Szczucin

Juli 5, 2019 aus Durch weil

Die Geschichte von Stettin reicht bis in ferne Zeiten zurück. Szczucin ist eine Stadt, das seit Jahrhunderten als Zentrum mit Handelstraditionen identifiziert wird. Hier gab es früher einen Rafting-Hafen, w XIX w. Es gab eine Zollkammer., und in der Zwischenkriegszeit gab es einen Marktplatz, wo Messen abgehalten wurden. Die Messen wurden zu einem Handelsplatz für lokale Bauern und Handwerker. Heutzutage sind Messen in Stettin jenseits der Woiwodschaft Kleinpolen bekannt geworden.

Die ersten historischen Erwähnungen von Stettin sind in der St. 1326 Jahr, Dies bestätigt Informationen über die Existenz einer Gemeinde. Der erste namentlich bekannte Pfarrer war Pater Dr.. Nikolaus, wer war verpflichtet, eine Sanitärgebühr in Höhe von zu zahlen 3 marek.

Im Laufe der Jahrhunderte hat sich das Gebiet der Pfarrei Szczucin verändert. Bis zum Ende des 15. Jahrhunderts gab es neben Stettincin fünf Städte in der Gemeinde: Delastowice, Slupiec, Dąbrowica, Borki und Lubasz. Ende des 16. Jahrhunderts. Siebzehn Städte gehörten zur Gemeinde, einschließlich Laskówka, Odmęt und Wójcina. Dieser Zustand hielt bis zur ersten Teilung Polens an.

Weichsel und umliegende Flüsse (Breń, Erfüllen) verursacht, dass die Weichselgebiete stark überflutet wurden. Jan Długosz hat bereits im Mittelalter darüber geschrieben. Dieses Phänomen wiederholte sich in den folgenden Jahrhunderten, und jetzt ist die Weichsel eine Bedrohung für die Bewohner der Gemeinde. Erwähnenswert sind die Überschwemmungen aus: 1934, 1960 ich 2010 r.

Szczucin und die umliegenden Dörfer waren Eigentum von Adelsfamilien. Erwähnenswert sind hier die Eigentümer, wer regierte Szczucin länger. Da war die Familie Pacanowski, Stradomskich, Chwalibogów vom Wappen von Strzemię. W XIX w. Die Güter von Szczuciń gingen in die Hände von Helena Husarzewska über, und nach ihrem Tod wurde das Gute von der Tochter von Eleanor, der Frau von Prinz Andrzej Lubomirski, geerbt.

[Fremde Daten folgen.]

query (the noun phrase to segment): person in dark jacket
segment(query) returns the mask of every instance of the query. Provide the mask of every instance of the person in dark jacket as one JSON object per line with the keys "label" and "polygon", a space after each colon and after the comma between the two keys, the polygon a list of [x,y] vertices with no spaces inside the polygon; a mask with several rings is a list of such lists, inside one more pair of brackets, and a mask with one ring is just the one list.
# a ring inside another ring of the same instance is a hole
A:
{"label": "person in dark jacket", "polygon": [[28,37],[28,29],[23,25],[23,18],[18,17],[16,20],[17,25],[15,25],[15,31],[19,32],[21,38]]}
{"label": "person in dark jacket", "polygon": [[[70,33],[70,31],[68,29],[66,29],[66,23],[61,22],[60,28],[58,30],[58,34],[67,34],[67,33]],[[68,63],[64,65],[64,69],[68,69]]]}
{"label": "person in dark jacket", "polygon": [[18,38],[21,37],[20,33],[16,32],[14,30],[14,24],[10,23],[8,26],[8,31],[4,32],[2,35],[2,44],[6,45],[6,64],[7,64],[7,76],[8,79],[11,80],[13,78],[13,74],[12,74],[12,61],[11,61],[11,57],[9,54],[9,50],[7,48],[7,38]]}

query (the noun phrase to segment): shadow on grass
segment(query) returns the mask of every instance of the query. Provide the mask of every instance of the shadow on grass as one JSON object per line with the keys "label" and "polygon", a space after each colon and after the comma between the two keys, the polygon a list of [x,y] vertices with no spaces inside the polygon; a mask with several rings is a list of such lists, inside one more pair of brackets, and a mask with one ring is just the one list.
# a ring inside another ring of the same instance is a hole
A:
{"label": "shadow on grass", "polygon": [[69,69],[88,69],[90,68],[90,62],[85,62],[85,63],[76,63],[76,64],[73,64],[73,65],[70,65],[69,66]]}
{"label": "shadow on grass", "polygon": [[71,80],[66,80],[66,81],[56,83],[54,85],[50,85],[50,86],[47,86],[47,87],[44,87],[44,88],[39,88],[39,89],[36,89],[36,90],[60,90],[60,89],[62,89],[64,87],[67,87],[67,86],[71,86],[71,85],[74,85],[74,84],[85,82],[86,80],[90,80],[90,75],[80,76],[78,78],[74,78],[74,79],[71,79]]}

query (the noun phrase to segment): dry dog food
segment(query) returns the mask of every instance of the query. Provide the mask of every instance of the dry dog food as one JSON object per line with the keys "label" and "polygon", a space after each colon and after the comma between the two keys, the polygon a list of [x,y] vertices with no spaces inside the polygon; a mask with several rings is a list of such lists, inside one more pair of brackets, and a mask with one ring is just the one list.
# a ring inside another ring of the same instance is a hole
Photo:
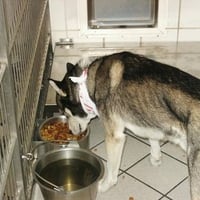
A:
{"label": "dry dog food", "polygon": [[86,132],[83,132],[79,135],[74,135],[69,130],[67,123],[54,122],[44,125],[40,130],[40,135],[42,140],[45,141],[70,141],[80,140],[86,135]]}

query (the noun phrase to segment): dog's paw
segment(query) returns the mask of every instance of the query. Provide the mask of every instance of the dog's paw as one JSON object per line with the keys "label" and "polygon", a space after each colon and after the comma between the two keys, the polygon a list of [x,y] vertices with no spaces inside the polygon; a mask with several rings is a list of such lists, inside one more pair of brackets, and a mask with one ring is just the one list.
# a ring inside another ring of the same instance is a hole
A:
{"label": "dog's paw", "polygon": [[98,192],[106,192],[107,190],[109,190],[112,186],[116,185],[117,183],[117,179],[116,180],[106,180],[106,179],[102,179],[99,181],[98,184]]}
{"label": "dog's paw", "polygon": [[162,163],[161,158],[156,159],[156,158],[154,158],[154,157],[152,157],[152,156],[150,157],[150,161],[151,161],[151,164],[152,164],[153,166],[155,166],[155,167],[160,166],[161,163]]}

Für die Seelsorge von P.. Adam Miklaszewski in 1623 r. In Słupiec wurde eine neue Gemeinde gegründet, mit wem der Pfarrer von Szczuciński einen Streit über die Leistungen hatte. Während der Regierungszeit dieses Pfarrers wurde ein Projekt zum Bau der heutigen Kirche in Stettincin ins Leben gerufen. Sein Nachfolger, Der Neffe des Vorgängers, Stck. Seweryn Miklaszewski (1660-1680) schloss den Bau einer gemauerten Pfarrkirche ab.

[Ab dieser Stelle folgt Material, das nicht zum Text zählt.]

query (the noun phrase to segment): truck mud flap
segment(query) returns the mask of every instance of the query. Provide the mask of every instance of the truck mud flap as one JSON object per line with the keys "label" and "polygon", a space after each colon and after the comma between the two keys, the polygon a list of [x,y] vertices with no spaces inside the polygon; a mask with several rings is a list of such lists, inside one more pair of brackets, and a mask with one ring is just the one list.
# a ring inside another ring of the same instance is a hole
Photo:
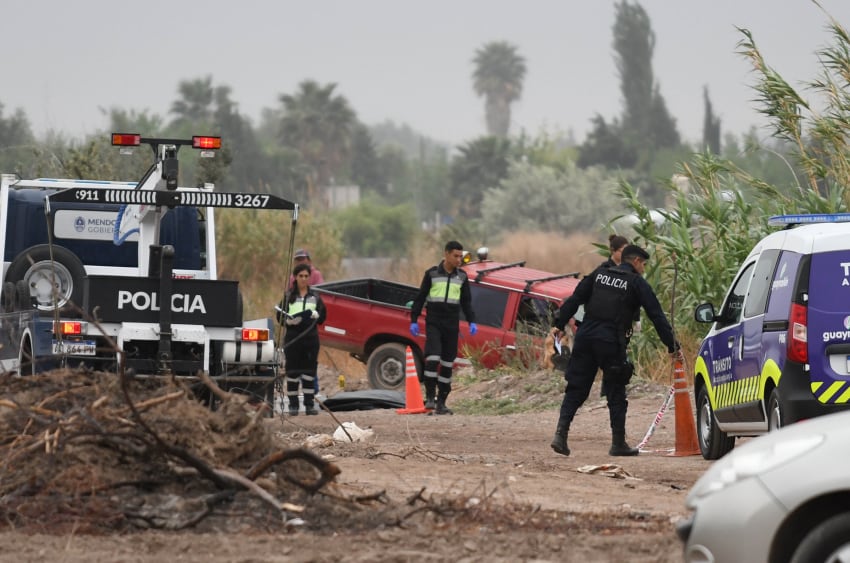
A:
{"label": "truck mud flap", "polygon": [[[208,327],[242,324],[239,283],[229,280],[171,280],[171,322]],[[100,322],[157,323],[160,280],[89,276],[83,309]]]}

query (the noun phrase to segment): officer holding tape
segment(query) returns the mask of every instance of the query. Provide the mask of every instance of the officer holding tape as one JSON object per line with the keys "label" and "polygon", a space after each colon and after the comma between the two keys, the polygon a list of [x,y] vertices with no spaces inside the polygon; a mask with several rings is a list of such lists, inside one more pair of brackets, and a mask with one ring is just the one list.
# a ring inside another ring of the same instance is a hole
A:
{"label": "officer holding tape", "polygon": [[564,300],[555,319],[553,333],[559,336],[567,322],[584,305],[585,317],[576,333],[572,356],[567,365],[564,400],[552,449],[570,455],[567,434],[576,411],[590,394],[596,372],[601,368],[611,420],[611,449],[608,455],[638,455],[626,443],[626,384],[634,366],[626,357],[626,334],[632,319],[643,307],[661,341],[671,354],[681,354],[673,329],[661,309],[658,298],[643,279],[649,253],[630,244],[623,249],[622,262],[614,268],[599,267],[584,278],[575,292]]}
{"label": "officer holding tape", "polygon": [[[446,243],[443,261],[429,268],[422,277],[419,293],[410,308],[410,334],[419,336],[419,315],[425,317],[425,408],[434,414],[453,414],[446,406],[452,391],[452,367],[457,357],[460,311],[469,322],[469,334],[475,336],[478,326],[472,310],[469,280],[460,265],[463,246],[456,240]],[[439,367],[439,370],[438,370]],[[434,401],[436,395],[436,402]]]}

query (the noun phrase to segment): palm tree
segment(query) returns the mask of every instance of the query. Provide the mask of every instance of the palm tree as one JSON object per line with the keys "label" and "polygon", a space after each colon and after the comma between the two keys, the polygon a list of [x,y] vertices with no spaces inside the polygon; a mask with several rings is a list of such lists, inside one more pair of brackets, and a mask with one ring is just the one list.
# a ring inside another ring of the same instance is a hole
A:
{"label": "palm tree", "polygon": [[511,103],[522,96],[525,59],[506,41],[492,41],[475,51],[472,73],[475,93],[484,96],[487,134],[506,137],[511,124]]}
{"label": "palm tree", "polygon": [[[283,94],[280,135],[284,146],[294,148],[315,173],[316,187],[332,182],[348,163],[357,119],[343,96],[334,95],[336,84],[324,86],[305,80],[294,95]],[[312,194],[311,194],[312,195]]]}

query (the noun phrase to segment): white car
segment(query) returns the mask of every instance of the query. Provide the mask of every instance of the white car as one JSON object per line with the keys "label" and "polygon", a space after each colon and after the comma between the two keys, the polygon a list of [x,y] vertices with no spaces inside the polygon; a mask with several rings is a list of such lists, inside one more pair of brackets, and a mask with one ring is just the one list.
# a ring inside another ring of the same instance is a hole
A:
{"label": "white car", "polygon": [[850,562],[850,412],[747,441],[694,484],[685,561]]}

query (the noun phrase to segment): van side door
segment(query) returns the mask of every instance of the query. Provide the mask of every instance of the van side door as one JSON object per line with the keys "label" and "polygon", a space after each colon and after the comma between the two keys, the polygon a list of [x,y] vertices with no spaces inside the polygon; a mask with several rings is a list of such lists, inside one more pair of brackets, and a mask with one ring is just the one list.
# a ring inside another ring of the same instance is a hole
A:
{"label": "van side door", "polygon": [[[779,258],[778,249],[761,253],[756,262],[753,277],[744,299],[744,314],[741,318],[741,341],[733,359],[734,379],[738,381],[737,401],[756,408],[759,397],[764,338],[764,315],[768,296],[773,285],[773,274]],[[761,419],[760,411],[744,415],[747,420]]]}

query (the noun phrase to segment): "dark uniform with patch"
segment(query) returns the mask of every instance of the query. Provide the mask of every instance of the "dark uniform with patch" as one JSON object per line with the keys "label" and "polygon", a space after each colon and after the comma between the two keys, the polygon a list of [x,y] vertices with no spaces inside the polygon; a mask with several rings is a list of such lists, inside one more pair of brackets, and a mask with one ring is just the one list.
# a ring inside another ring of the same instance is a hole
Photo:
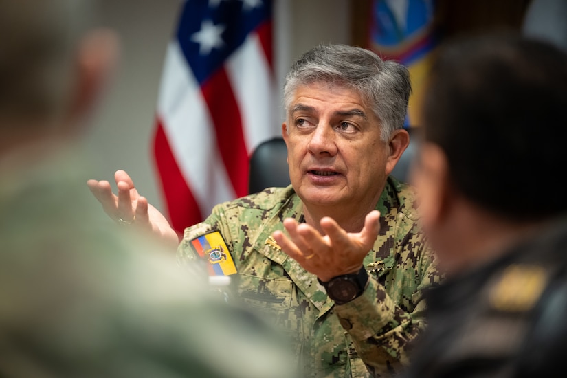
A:
{"label": "dark uniform with patch", "polygon": [[408,377],[565,376],[567,222],[425,296]]}
{"label": "dark uniform with patch", "polygon": [[390,375],[408,364],[406,344],[425,324],[421,291],[440,277],[416,223],[412,190],[390,178],[376,208],[380,234],[364,260],[369,285],[340,306],[271,238],[285,218],[302,219],[303,204],[291,186],[217,205],[205,222],[185,230],[180,257],[209,264],[192,241],[220,232],[238,271],[234,290],[289,335],[300,377]]}

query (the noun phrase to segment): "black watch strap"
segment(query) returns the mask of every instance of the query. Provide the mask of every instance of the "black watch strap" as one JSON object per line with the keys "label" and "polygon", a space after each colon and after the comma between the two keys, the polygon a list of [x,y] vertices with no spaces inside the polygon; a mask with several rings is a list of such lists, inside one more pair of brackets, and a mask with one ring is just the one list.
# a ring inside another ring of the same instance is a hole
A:
{"label": "black watch strap", "polygon": [[363,266],[358,273],[351,273],[333,277],[324,282],[317,279],[337,304],[344,304],[360,296],[368,282],[368,274]]}

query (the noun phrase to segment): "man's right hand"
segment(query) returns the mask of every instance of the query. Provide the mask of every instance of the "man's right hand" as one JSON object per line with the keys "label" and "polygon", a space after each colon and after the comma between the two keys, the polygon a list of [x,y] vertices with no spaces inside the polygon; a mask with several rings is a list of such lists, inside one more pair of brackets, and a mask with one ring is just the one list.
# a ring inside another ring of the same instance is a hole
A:
{"label": "man's right hand", "polygon": [[177,233],[166,217],[138,194],[130,176],[119,170],[114,174],[114,179],[118,195],[112,192],[112,187],[106,180],[87,181],[91,192],[102,205],[104,212],[120,224],[151,230],[166,243],[177,247],[179,242]]}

Die Ereignisse im Zusammenhang mit dem Kościuszko-Aufstand und dem napoleonischen Feldzug hatten keinen direkten Einfluss auf Szczucin und seine Umgebung. Nur die Ereignisse von 1846 r., nannte die galizische Rabation, Sie fegten blutig über die Weichsel. Anwesen in Wola Szczucińska, in Lubasz und Szczucin wurden verteidigt, ale te, die von der lokalen Bevölkerung schlecht verteidigt wurden, erlitten schwere Verluste. Besonders die angesehene Familie Rydel litt darunter. Insgesamt starben zehn Menschen in Dąbrowica, und über zwanzig in der Gemeinde. Diese blutigen Ereignisse entschieden, dass der lokale galizische Adel passiv zu den Ereignissen von blieb 1848 r.

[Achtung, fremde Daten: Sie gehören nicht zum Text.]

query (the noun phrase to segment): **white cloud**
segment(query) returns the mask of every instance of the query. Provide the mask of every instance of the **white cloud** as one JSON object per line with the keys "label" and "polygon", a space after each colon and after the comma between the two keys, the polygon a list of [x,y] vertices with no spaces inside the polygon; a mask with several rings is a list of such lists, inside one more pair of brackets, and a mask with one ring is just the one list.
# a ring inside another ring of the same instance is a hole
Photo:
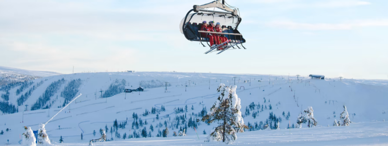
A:
{"label": "white cloud", "polygon": [[275,21],[267,23],[269,26],[291,30],[351,30],[361,27],[388,26],[388,19],[363,20],[342,23],[309,23],[291,21]]}

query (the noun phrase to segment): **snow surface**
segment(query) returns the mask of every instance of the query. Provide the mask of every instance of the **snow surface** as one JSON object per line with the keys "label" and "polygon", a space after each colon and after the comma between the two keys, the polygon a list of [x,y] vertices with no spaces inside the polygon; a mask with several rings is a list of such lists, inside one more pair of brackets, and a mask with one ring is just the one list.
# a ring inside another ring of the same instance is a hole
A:
{"label": "snow surface", "polygon": [[18,73],[18,74],[22,74],[39,76],[39,77],[47,77],[50,76],[61,74],[60,73],[56,73],[56,72],[29,71],[26,70],[0,66],[0,73],[10,73],[10,72]]}
{"label": "snow surface", "polygon": [[[51,109],[34,111],[30,111],[29,109],[29,111],[24,112],[23,115],[22,109],[25,107],[23,105],[19,107],[19,113],[0,116],[0,130],[4,131],[3,135],[0,135],[0,145],[5,144],[8,139],[11,146],[19,145],[20,135],[25,131],[23,128],[24,126],[31,127],[33,130],[38,130],[39,124],[44,123],[60,110],[57,107],[61,106],[63,104],[64,98],[60,97],[60,91],[65,85],[70,80],[78,78],[80,78],[82,81],[78,92],[82,93],[82,96],[45,125],[46,132],[50,139],[53,141],[51,142],[53,144],[86,146],[89,144],[90,140],[99,137],[99,134],[93,136],[94,130],[98,131],[100,128],[104,129],[106,125],[110,129],[113,121],[116,119],[118,122],[122,122],[128,118],[126,128],[119,128],[118,130],[121,135],[124,132],[127,135],[132,134],[133,132],[133,130],[130,129],[133,120],[132,114],[135,112],[140,116],[143,121],[147,119],[149,123],[146,126],[147,130],[150,130],[148,128],[150,124],[154,126],[155,130],[152,134],[154,137],[126,140],[117,140],[114,137],[114,141],[95,143],[94,145],[219,145],[218,142],[203,142],[208,135],[202,134],[202,131],[205,129],[208,134],[210,133],[213,127],[215,127],[213,124],[208,126],[201,122],[198,126],[196,131],[199,132],[200,140],[198,140],[195,131],[192,128],[188,128],[186,136],[173,137],[173,131],[177,132],[178,130],[169,128],[169,137],[155,137],[159,128],[155,126],[156,123],[163,123],[168,119],[163,117],[165,115],[170,115],[172,120],[175,116],[174,108],[184,108],[186,105],[189,107],[187,113],[188,118],[191,116],[194,118],[200,118],[191,115],[191,114],[193,112],[198,113],[205,107],[209,110],[219,95],[216,90],[220,83],[220,79],[226,86],[232,85],[234,82],[232,77],[234,76],[237,77],[236,78],[236,92],[240,99],[240,104],[242,109],[245,109],[252,102],[255,104],[260,102],[261,105],[267,107],[271,104],[272,107],[272,110],[264,110],[259,112],[255,119],[252,116],[252,114],[243,116],[243,121],[246,125],[248,122],[253,124],[255,122],[264,122],[268,118],[270,112],[273,112],[276,117],[280,116],[283,120],[280,123],[280,129],[270,130],[267,129],[237,133],[238,139],[234,144],[252,146],[388,145],[388,123],[381,122],[388,119],[388,114],[385,113],[388,111],[388,106],[387,106],[388,81],[387,80],[343,79],[341,81],[338,79],[310,79],[308,77],[299,77],[299,79],[303,80],[302,82],[300,80],[296,80],[296,77],[290,77],[292,80],[289,82],[286,76],[271,75],[270,79],[270,76],[267,75],[169,72],[82,73],[36,79],[34,81],[36,83],[42,80],[44,82],[34,91],[25,102],[29,105],[35,102],[47,86],[54,81],[63,77],[66,80],[66,83],[63,84],[51,97],[51,102],[53,102]],[[153,79],[169,82],[171,86],[167,87],[167,91],[165,87],[162,86],[146,89],[143,92],[121,93],[109,98],[99,98],[100,92],[98,91],[107,89],[116,79],[125,79],[127,82],[126,86],[132,86],[134,89],[138,87],[140,81]],[[251,84],[244,83],[243,80],[250,79]],[[187,84],[187,91],[185,91],[186,84]],[[9,99],[13,104],[16,103],[16,100],[19,96],[15,95],[17,88],[10,91],[14,92],[10,95]],[[56,98],[57,95],[58,95],[58,99]],[[266,98],[266,103],[264,102],[264,97]],[[202,104],[199,104],[200,102]],[[159,120],[155,119],[155,122],[153,122],[156,114],[150,114],[146,117],[140,115],[146,109],[151,110],[152,107],[160,109],[161,105],[164,105],[166,111],[160,112]],[[350,120],[353,123],[348,127],[331,126],[334,120],[339,120],[344,105],[346,106]],[[194,110],[191,109],[192,105],[194,105]],[[318,126],[308,128],[306,125],[301,128],[285,129],[289,123],[296,125],[298,115],[307,107],[313,108],[314,117],[318,121]],[[290,111],[289,120],[286,120],[283,117],[283,111],[286,113]],[[181,113],[177,115],[184,114]],[[22,123],[23,118],[24,122]],[[327,127],[328,125],[330,127]],[[12,130],[6,132],[6,128]],[[160,128],[161,130],[163,129]],[[80,139],[81,133],[83,134],[83,140]],[[64,143],[58,144],[61,136],[63,138]],[[112,137],[110,132],[107,132],[107,139],[110,139]]]}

Mit dem Ausbruch des Januaraufstands begannen die Vorbereitungen für die Aktion in Galizien, das sollte eine militärische Expedition in das Gebiet des Königreichs organisieren. Zwei Bataillone wurden aus Freiwilligen gebildet. Der Kommandeur von "Tarnowski" war Major Edward Dunajewski. Morgens 20 Juni 1863 r. Das Bataillon begann die Weichsel zwischen Łęka Żabiecka und Maniów zu überqueren. Am Ort der Überquerung kam es zu einem Kampf mit den Russen, Währenddessen begannen die unter Beschuss stehenden Aufständischen einen ungeordneten Rückzug. Die lokale Bevölkerung von Maniów zog potenzielle Aufständische aus den Strömungen der Weichsel. Für fünfzehn Aufständische in Stettin wurden vier Beerdigungen organisiert.